La lettre du développement durable (consacrée à l’actualité sur la réglementation et la jurisprudence en matière de développement durable) reprend les points et les conclusions de la commission d’enquête relative à la mainmise sur la ressource en eau par les intérêts et ses conséquences (rapport n°4376) concernant les agences de l’eau.
L’Assemblée nationale a constitué une commission d’enquête relative à la mainmise sur la ressource en eau par les intérêts et ses conséquences (rapport n°4376). Cette commission a rendu son rapport l’an dernier. Entre autres points, elle pointe le manque de ressource des agences de l’eau qui les empêche de mener à bien correctement leurs missions.

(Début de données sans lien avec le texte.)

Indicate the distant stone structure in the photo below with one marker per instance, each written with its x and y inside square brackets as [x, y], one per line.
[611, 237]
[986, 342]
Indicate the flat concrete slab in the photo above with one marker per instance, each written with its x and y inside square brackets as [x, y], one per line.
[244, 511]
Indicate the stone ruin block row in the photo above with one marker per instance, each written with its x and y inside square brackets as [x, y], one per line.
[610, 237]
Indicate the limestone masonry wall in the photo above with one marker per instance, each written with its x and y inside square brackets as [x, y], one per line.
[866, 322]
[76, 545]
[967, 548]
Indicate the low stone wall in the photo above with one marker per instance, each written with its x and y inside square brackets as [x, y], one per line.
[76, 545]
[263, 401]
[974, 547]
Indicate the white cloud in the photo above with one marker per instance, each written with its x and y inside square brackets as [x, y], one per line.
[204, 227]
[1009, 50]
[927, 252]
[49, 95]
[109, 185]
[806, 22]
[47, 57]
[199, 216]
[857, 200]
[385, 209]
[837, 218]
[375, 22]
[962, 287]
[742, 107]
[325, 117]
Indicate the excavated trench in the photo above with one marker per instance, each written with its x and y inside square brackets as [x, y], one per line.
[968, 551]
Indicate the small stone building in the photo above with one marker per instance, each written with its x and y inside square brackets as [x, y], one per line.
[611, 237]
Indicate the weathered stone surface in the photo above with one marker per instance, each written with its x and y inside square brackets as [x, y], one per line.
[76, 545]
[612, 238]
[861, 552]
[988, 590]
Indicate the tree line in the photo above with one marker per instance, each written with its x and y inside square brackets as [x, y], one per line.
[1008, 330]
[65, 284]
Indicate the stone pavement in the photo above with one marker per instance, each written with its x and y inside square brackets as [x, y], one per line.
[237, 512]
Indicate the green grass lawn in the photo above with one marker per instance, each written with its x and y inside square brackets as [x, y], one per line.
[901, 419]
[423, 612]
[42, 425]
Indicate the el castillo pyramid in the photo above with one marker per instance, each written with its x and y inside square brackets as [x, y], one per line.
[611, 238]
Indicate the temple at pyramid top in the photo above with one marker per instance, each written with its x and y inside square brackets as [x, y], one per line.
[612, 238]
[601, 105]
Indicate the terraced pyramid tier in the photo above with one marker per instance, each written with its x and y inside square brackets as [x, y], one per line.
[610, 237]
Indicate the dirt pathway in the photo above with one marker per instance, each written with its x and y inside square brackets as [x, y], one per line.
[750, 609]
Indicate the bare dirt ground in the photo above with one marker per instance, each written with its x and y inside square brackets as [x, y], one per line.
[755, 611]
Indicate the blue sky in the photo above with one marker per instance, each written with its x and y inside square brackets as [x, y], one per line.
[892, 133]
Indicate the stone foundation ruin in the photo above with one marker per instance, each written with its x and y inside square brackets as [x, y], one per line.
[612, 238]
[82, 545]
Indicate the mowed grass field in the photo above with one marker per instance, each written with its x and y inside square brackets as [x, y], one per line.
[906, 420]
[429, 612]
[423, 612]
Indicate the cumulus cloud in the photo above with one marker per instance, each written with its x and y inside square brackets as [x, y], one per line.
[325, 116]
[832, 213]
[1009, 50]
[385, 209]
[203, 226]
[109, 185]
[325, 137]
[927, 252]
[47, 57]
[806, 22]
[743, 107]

Une baisse de leur moyen qui se cristallise autour du dispositif de « plafond mordant »
Déterminé par un arrêté conjoint du ministre de la transition écologique et solidaire et du ministre de l’action et des comptes publics, le plafond annuel de taxes et redevances perçues, dit « plafond mordant », établit le montant maximal de taxes et redevances que pourra percevoir chaque agence de l’eau durant l’année (Arrêté du 28 janvier 2021 relatif à la détermination du plafond annuel de taxes et redevances perçues par chaque agence de l’eau pour l’année 2021).
Les montants excédant ce plafond sont reversés au budget général de l’État. Cependant, comme l’a souligné la ministre de la Transition écologique : « En pratique, ce plafond ne s’applique pas puisque les redevances ont été réévaluées par chacune des agences. ».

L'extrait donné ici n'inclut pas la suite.